Supreme Court to hear challenge to Telecom Access Program on “nondelegation”.
CASE PREVIEW
On Wednesday morning, the court will hear arguments regarding FCC v. Consumers’ Research. (Amy Lutz via Shutterstock)
The Supreme Court will hear oral arguments on Wednesday in a major challenge to the federal “E-rate program,” which subsidizes telephone and high-speed internet services in schools, libraries, rural areas, and low-income communities in urban areas. The stakes are high not only because the program is so large, but also because conservative lawyers and business organizations have been urging the court to revive the nondelegation theory, which is at the heart of the challengers case. If the justices accept this invitation, it could be a step in the recent efforts of the court to curtail the powers of federal agencies. The telephone industry was deregulated in 1996, and Congress created a new funding system for universal service that used more explicit subsidies. The Telecommunications Act of 96 created the Universal Service Fund, which was intended to facilitate universal service. This included telecommunications, information services, and rural health care providers. Telecommunications companies contribute to the fund which is then used to subsidise universal service. Under FCC regulations, carriers can and do pass the costs of the contributions, which are calculated every quarter, on to their customers.
Consumers’ Research describes itself as the country’s oldest consumer protection agency and has in recent years shifted its focus to fighting “woke” corporations, DEI initiatives, and the consideration of climate change on Wall Street.

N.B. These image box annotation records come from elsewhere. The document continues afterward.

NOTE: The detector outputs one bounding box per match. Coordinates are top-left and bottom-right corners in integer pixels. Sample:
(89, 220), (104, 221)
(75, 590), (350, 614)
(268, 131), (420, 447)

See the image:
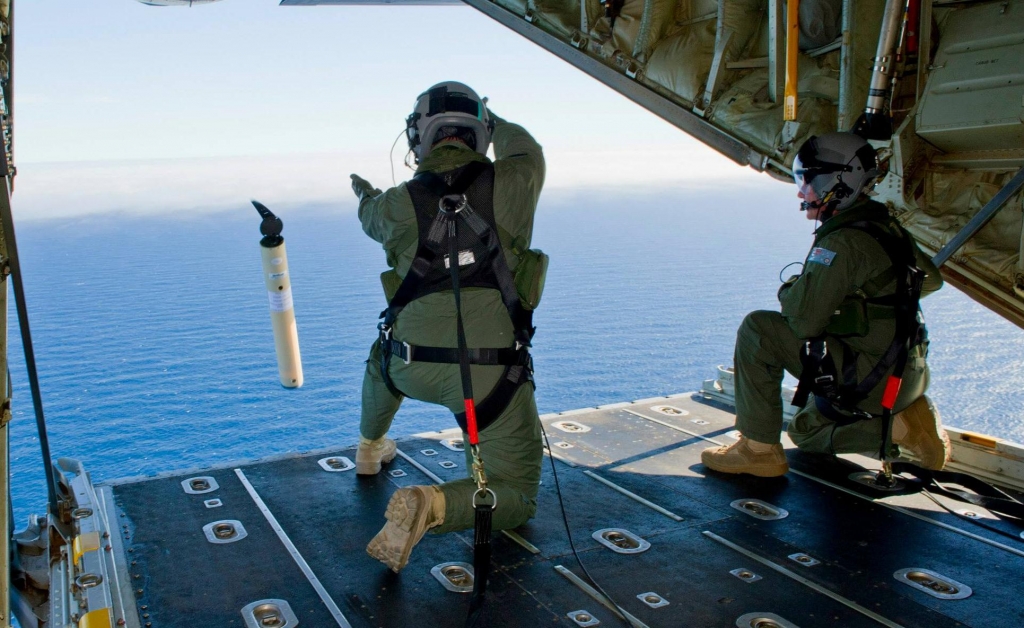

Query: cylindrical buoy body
(260, 239), (302, 388)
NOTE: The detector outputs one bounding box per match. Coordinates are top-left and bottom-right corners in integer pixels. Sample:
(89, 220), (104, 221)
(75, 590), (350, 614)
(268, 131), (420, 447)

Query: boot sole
(897, 396), (952, 471)
(367, 491), (430, 574)
(355, 442), (398, 475)
(700, 455), (790, 477)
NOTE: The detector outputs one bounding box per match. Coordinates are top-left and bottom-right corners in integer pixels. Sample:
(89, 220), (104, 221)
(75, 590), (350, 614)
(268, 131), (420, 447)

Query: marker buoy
(253, 201), (302, 388)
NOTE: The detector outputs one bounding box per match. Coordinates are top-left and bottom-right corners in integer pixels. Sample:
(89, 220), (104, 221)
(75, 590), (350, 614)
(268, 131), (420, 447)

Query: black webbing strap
(793, 220), (924, 442)
(466, 502), (494, 628)
(893, 462), (1024, 521)
(455, 361), (534, 431)
(383, 162), (487, 326)
(381, 339), (529, 367)
(463, 206), (534, 346)
(442, 192), (498, 626)
(448, 204), (473, 415)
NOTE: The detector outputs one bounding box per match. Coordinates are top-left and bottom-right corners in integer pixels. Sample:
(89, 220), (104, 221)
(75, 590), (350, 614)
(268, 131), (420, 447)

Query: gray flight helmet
(406, 81), (495, 163)
(793, 132), (881, 215)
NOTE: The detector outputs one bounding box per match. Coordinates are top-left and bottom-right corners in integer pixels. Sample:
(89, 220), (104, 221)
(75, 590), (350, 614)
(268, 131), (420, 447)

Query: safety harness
(377, 157), (536, 626)
(793, 213), (927, 460)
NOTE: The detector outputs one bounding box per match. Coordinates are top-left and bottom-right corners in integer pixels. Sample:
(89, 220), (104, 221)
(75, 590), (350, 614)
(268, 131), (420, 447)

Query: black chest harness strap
(793, 220), (927, 460)
(377, 162), (536, 431)
(377, 162), (536, 626)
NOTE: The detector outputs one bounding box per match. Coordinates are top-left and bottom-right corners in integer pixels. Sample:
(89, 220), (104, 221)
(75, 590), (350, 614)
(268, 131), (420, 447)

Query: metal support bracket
(768, 0), (785, 102)
(932, 168), (1024, 266)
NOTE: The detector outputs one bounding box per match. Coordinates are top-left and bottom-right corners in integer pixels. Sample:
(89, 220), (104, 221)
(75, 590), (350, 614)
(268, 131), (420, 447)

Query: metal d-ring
(437, 194), (469, 214)
(473, 489), (498, 510)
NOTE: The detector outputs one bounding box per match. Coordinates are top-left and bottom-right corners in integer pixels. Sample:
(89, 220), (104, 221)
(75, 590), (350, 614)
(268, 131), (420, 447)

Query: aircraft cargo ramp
(99, 393), (1024, 628)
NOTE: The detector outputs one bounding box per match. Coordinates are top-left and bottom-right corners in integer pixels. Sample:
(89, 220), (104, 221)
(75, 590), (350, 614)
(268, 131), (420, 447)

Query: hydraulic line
(0, 176), (57, 513)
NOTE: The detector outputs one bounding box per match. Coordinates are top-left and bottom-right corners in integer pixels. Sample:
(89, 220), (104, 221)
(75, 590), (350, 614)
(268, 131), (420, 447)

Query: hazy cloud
(13, 148), (768, 220)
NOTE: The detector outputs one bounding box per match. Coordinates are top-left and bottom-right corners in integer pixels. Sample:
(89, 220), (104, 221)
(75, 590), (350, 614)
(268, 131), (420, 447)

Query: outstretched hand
(350, 174), (383, 201)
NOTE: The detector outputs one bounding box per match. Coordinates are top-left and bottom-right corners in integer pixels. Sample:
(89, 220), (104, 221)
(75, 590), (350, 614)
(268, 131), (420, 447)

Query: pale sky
(14, 0), (793, 219)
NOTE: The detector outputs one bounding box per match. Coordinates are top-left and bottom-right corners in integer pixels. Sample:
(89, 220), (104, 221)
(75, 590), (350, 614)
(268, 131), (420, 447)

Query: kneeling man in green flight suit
(701, 133), (949, 477)
(352, 81), (547, 572)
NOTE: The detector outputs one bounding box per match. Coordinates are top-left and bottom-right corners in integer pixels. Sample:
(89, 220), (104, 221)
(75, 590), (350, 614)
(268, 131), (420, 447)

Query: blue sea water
(9, 191), (1024, 527)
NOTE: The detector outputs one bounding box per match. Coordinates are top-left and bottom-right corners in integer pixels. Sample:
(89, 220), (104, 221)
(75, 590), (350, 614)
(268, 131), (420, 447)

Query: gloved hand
(349, 174), (384, 203)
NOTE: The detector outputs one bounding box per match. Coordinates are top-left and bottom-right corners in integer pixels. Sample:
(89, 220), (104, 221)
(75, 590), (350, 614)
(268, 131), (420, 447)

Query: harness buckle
(473, 489), (498, 510)
(437, 194), (469, 214)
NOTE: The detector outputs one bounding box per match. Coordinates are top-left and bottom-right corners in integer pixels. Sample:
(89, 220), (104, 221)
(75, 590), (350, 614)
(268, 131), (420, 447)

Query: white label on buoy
(266, 288), (293, 311)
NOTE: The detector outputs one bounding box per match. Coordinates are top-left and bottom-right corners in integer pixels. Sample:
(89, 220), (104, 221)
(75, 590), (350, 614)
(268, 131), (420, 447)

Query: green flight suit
(734, 198), (942, 456)
(359, 116), (544, 533)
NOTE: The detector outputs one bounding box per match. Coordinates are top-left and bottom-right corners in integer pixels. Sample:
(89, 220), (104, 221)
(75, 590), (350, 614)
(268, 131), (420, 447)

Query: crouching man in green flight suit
(701, 133), (949, 477)
(352, 82), (547, 572)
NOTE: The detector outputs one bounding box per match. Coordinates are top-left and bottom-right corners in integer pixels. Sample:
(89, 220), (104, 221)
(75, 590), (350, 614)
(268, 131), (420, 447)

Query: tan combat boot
(367, 487), (444, 574)
(700, 436), (790, 477)
(355, 436), (398, 475)
(892, 395), (952, 471)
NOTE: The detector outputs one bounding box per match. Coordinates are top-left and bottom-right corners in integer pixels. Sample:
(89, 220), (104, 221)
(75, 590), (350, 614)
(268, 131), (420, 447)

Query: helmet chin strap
(800, 191), (842, 222)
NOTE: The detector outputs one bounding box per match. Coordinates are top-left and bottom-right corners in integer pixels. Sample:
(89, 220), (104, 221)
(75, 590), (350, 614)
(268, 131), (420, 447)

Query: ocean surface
(9, 190), (1024, 518)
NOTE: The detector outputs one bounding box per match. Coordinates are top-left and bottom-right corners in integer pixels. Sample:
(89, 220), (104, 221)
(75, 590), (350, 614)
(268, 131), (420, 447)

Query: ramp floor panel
(105, 395), (1024, 628)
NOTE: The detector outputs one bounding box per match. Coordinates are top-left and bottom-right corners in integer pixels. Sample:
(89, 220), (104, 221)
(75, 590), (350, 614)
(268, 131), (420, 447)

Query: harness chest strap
(793, 215), (924, 430)
(378, 162), (535, 431)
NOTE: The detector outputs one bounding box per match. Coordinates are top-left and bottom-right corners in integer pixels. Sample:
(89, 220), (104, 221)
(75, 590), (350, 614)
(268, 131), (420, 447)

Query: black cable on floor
(541, 421), (633, 627)
(921, 487), (1024, 543)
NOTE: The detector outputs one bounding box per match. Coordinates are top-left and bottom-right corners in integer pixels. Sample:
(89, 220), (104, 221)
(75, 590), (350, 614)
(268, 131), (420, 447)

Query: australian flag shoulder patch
(807, 247), (836, 266)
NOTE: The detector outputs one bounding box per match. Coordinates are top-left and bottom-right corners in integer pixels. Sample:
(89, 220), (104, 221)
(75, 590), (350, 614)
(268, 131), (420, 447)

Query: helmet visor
(793, 155), (836, 194)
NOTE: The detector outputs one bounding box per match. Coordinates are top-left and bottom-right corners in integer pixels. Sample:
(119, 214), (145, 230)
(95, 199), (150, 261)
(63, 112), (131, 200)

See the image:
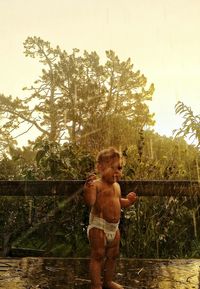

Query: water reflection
(20, 258), (200, 289)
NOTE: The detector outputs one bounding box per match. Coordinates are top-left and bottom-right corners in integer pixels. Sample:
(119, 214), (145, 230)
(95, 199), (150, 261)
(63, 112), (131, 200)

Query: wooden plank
(0, 180), (200, 197)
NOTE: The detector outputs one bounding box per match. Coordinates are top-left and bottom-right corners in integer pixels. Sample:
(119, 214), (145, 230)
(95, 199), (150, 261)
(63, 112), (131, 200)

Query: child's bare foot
(103, 282), (124, 289)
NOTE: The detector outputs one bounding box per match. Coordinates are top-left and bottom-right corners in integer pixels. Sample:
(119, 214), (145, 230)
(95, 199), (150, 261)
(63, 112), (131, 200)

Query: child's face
(98, 158), (122, 184)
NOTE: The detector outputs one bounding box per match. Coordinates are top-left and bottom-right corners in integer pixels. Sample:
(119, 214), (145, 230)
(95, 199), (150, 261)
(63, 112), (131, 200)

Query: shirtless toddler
(84, 148), (136, 289)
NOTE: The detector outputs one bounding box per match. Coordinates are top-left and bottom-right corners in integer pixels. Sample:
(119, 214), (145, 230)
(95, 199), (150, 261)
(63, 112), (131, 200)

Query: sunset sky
(0, 0), (200, 144)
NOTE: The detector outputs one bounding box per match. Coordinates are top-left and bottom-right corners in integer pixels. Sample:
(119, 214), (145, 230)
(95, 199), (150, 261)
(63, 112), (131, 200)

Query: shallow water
(0, 258), (200, 289)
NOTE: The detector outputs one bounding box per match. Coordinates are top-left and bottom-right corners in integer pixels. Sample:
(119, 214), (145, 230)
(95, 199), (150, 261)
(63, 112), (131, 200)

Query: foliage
(174, 101), (200, 147)
(0, 37), (154, 151)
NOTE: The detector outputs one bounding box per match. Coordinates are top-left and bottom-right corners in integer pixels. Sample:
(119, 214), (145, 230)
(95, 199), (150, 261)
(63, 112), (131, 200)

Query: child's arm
(83, 174), (96, 206)
(120, 192), (137, 208)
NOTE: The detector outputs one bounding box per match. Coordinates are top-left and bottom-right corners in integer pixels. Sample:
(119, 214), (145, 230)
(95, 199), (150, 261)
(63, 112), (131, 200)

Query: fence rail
(0, 180), (200, 197)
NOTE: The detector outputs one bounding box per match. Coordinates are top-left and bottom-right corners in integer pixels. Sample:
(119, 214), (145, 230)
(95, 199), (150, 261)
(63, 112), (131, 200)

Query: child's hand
(85, 173), (97, 187)
(127, 192), (137, 204)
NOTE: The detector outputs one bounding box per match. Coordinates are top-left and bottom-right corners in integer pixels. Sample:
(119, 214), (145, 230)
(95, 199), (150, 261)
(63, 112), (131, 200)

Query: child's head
(97, 147), (122, 183)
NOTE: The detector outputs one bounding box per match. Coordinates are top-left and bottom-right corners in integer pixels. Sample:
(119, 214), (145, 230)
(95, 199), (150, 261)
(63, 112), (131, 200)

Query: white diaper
(87, 214), (119, 242)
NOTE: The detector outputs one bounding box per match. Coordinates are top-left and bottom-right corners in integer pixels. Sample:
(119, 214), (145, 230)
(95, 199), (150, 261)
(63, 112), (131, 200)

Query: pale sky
(0, 0), (200, 144)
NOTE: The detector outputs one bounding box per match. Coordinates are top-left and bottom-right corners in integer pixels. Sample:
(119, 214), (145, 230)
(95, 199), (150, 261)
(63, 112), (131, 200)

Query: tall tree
(174, 101), (200, 147)
(2, 37), (154, 148)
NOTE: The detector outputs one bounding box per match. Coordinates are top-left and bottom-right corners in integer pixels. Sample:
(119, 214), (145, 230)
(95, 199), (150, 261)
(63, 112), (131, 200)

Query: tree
(174, 101), (200, 147)
(1, 37), (154, 149)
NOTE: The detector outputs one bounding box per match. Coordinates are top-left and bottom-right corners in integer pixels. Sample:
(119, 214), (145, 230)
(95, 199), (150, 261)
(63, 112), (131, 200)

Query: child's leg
(104, 231), (123, 289)
(89, 228), (105, 289)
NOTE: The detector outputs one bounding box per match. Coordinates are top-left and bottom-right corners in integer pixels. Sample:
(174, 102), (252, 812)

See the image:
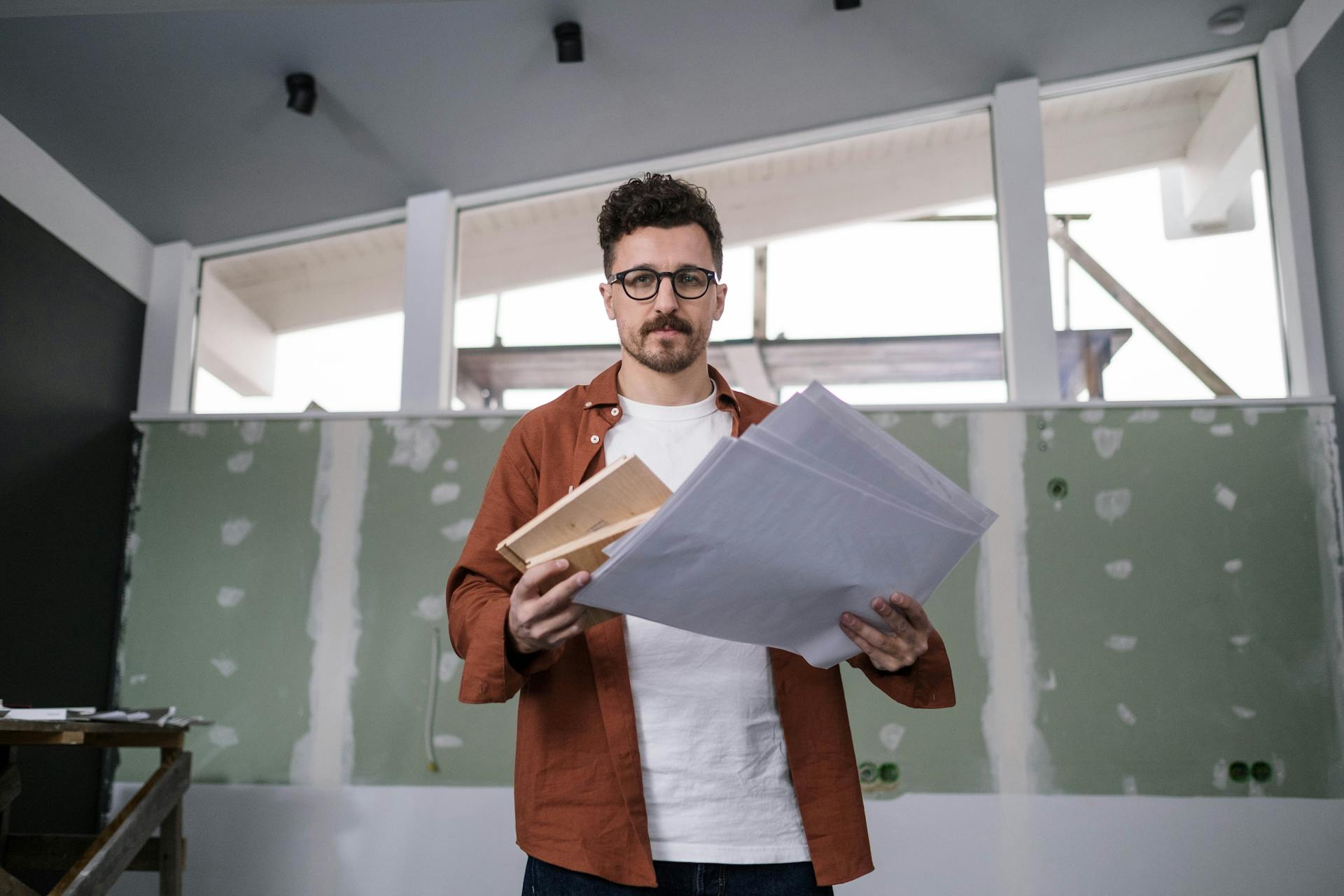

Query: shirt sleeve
(446, 426), (564, 703)
(847, 631), (957, 709)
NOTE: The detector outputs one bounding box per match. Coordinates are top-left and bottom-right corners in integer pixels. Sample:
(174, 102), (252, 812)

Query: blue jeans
(523, 855), (833, 896)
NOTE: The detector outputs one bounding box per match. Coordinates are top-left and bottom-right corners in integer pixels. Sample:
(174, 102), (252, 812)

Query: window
(191, 224), (406, 414)
(1042, 62), (1287, 400)
(454, 111), (1007, 407)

The group is funded in part by Leonard Leo, the Federalist Society co-chair who has raised hundreds of millions of dollars for conservative legal campaigns and helped pick or confirm each of the court’s six conservative justices.
Last year, the justices took a major step to weaken the power of administrative agencies when they overturned the Chevron doctrine, which significantly curtailed the power of agencies to interpret the laws they implement. The executive director of Consumers’ Research, Will Hild, was a co-founder of the firm that successfully brought one of those two cases.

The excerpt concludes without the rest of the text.